Vivendi rend sa liberté à Ubisoft, qui s'allie avec Tencent

Vivendi rend sa liberté à Ubisoft, qui s'allie avec Tencent
Le géant des médias Vivendi a renoncé à sa prise de contrôle hostile d'Ubisoft en annonçant mardi la vente de sa participation dans le capital de l'éditeur français de jeux vidéos pour deux milliards d'euros.

AFP, publié le mardi 20 mars 2018 à 21h47

Le géant des médias Vivendi a renoncé à sa prise de contrôle hostile d'Ubisoft en annonçant mardi la vente de sa participation dans le capital de l'éditeur français de jeux vidéos pour deux milliards d'euros.

Le départ de Vivendi permet notamment à Ubisoft de faire rentrer à son capital, à hauteur de 5%, un partenaire stratégique chinois, le géant internet Tencent.

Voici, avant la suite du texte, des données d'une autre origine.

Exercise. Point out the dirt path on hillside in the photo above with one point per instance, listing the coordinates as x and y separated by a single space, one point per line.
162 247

Cet accord avec Tencent va permettre à Ubisoft d'accélérer son développement en Chine dans les années à venir "et d'exploiter un marché dont le potentiel est considérable", a déclaré Yves Guillemot, PDG d'Ubisoft, qui retrouve, avec sa famille, le contrôle du groupe qu'ils avaient fondé.

Vivendi, qui détient toujours l'éditeur de jeux vidéo pour mobile Gameloft, réalise une confortable plus-value dans l'opération, puisque le groupe avait acquis sa participation ces trois dernières années pour un montant global de 794 millions d'euros.

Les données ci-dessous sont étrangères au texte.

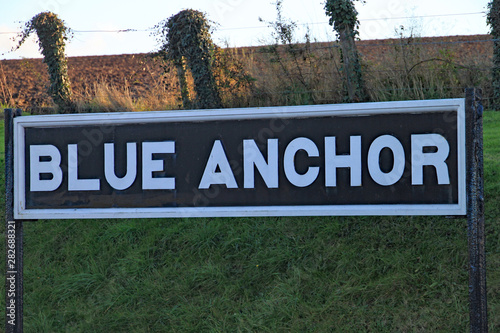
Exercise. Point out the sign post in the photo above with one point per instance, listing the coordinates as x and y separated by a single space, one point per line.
475 212
13 237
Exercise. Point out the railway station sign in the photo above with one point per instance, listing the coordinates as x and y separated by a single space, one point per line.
391 158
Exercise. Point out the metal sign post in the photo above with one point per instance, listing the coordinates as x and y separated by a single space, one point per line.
475 212
13 237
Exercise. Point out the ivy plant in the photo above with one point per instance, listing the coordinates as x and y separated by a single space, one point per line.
186 40
344 19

Mais cette sortie de capital est un échec pour le groupe de Vincent Bolloré, qui avait assuré que sa montée au capital d'Ubisoft manifestait "une volonté d'actionnariat à long terme".

Vivendi s'était heurté dès son arrivée dans le capital d'Ubisoft à l'opposition d'Yves Guillemot, soutenu par sa famille et des salariés dans sa bataille pour défendre l'indépendance de son entreprise. 

Dès le début, Yves Guillemot avait estimé que le mariage serait destructeur et défavorable aux actionnaires. 

Les annonces de mardi permettent aux frères Guillemot de regagner le contrôle du groupe qu'ils ont fondé. Leur holding familiale, Guillemot Brothers SE, rachète en effet une partie des actions cédées par Vivendi. 

Après l'opération, "le concert de la famille Guillemot représentera 18,5% du capital et 24,6% des droits de vote", a indiqué Alain Martinez à des journalistes. 

- La Chine, deuxième marché mondial? -

Le partenariat avec Tencent doit permettre à Ubisoft d'asseoir sa présence sur le marché chinois, en particulier pour ses jeux phares comme "Assassin's Creed" ou "Rainbow Six". 

"Avec cet accord nous serons en meilleure position pour obtenir l'autorisation d'un jeu", puis pour le distribuer et apporter "un support opérationnel au jour le jour" aux joueurs, a expliqué Alain Martinez, le directeur financier d'Ubisoft.

"Tencent est la première plateforme mondiale avec un milliard de joueurs mensuels, c'est une force de frappe considérable", a-t-il souligné.

Pour lui, la Chine a le potentiel pour devenir "le troisième" voire "le deuxième" territoire pour Ubisoft derrière les Etats-Unis, détrônant au passage la France, l'Allemagne ou le Royaume-Uni qui occupent tour à tour la seconde place avec 10% des ventes.

"Mais il faut être prudent", car le partenariat avec Tencent "ne veut pas dire que tous nos jeux vont être approuvés et que nous allons avoir un succès dans tous les cas", a-t-il expliqué.

Même s'ils n'ont pas d'autorisation de vente officielle en Chine, "Assassin's Creed" ou "Rainbow Six" sont déjà très joués dans ce pays: les joueurs se les procurent de manière non officielle via Hong Kong ou Taïwan, ou bien sur des plateformes de téléchargement international.

La Chine est déjà au "sixième ou septième" rang en matière de nombre de joueurs pour ces jeux, a indiqué Alain Martinez. 

Outre Tencent, le fonds de pension Ontario Teachers va aussi entrer au capital d'Ubisoft, à hauteur de 3,4%. Déjà actionnaire de Google, Samsung ou Facebook, ce fonds avait déjà signalé il y a quelque temps sa volonté d'entrer dans le capital d'Ubisoft, a précisé  Alain Martinez. 

Ubisoft rachète aussi lui-même une partie des titres des Vivendi. Le reste sera placé auprès de divers investisseurs.

Ubisoft n'était pas la seule participation à problème pour Vivendi. Le groupe de Vincent Bolloré fait face actuellement à une fronde menée par le fonds d'investissement activiste Elliott chez Telecom Italia (Tim), dont il détient 24% du capital.

Vivendi est également à couteaux tirés avec le groupe italien Mediaset, dont il détient aujourd'hui 28,8% du capital.